Scaling and universality in the 2D Ising model with a magnetic field

TL;DR

This paper numerically computes the scaling function of the 2D Ising model with a magnetic field on square and triangular lattices, confirming universality and scaling hypotheses with high precision data.

Contribution

It introduces a high-precision numerical approach using Baxter's corner transfer matrix and Aharony-Fisher variables to study the 2D Ising model away from criticality.

Findings

Results confirm all scaling and universality predictions.

Excellent agreement with field theory and exact results.
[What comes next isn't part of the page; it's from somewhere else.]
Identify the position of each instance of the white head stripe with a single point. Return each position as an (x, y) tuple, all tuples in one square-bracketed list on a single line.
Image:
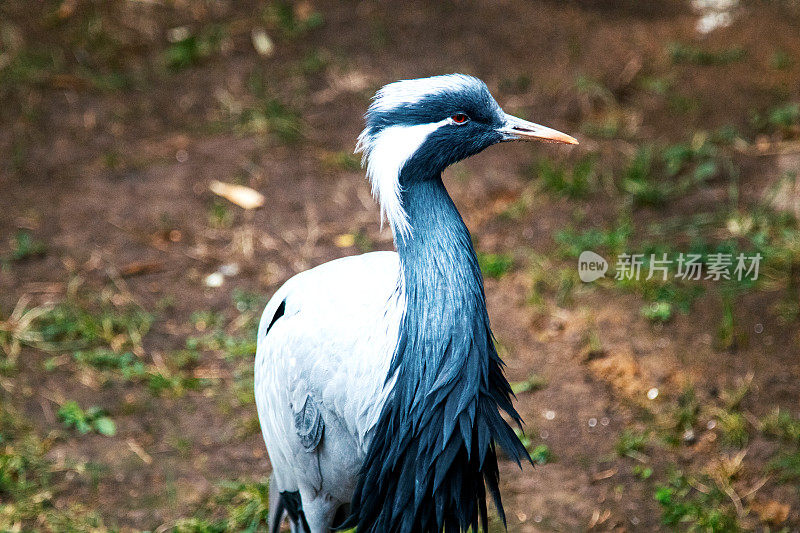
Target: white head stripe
[(410, 91)]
High-precision data supports longstanding theoretical predictions.

Abstract

The scaling function of the 2D Ising model in a magnetic field on the square and triangular lattices is obtained numerically via Baxter's variational corner transfer matrix approach. The use of the Aharony-Fisher non-linear scaling variables allowed us to perform calculations sufficiently away from the critical point to obtain very high precision data, which convincingly confirm all predictions of the scaling and universality hypotheses. The results are in excellent agreement with the field theory calculations of Fonseca and Zamolodchikov as well as with many previously known exact and numerical results for the 2D Ising model. This includes excellent agreement with the classic analytic results for the magnetic susceptibility by Barouch, McCoy, Tracy and Wu, recently enhanced by Orrick, Nickel, Guttmann and Perk.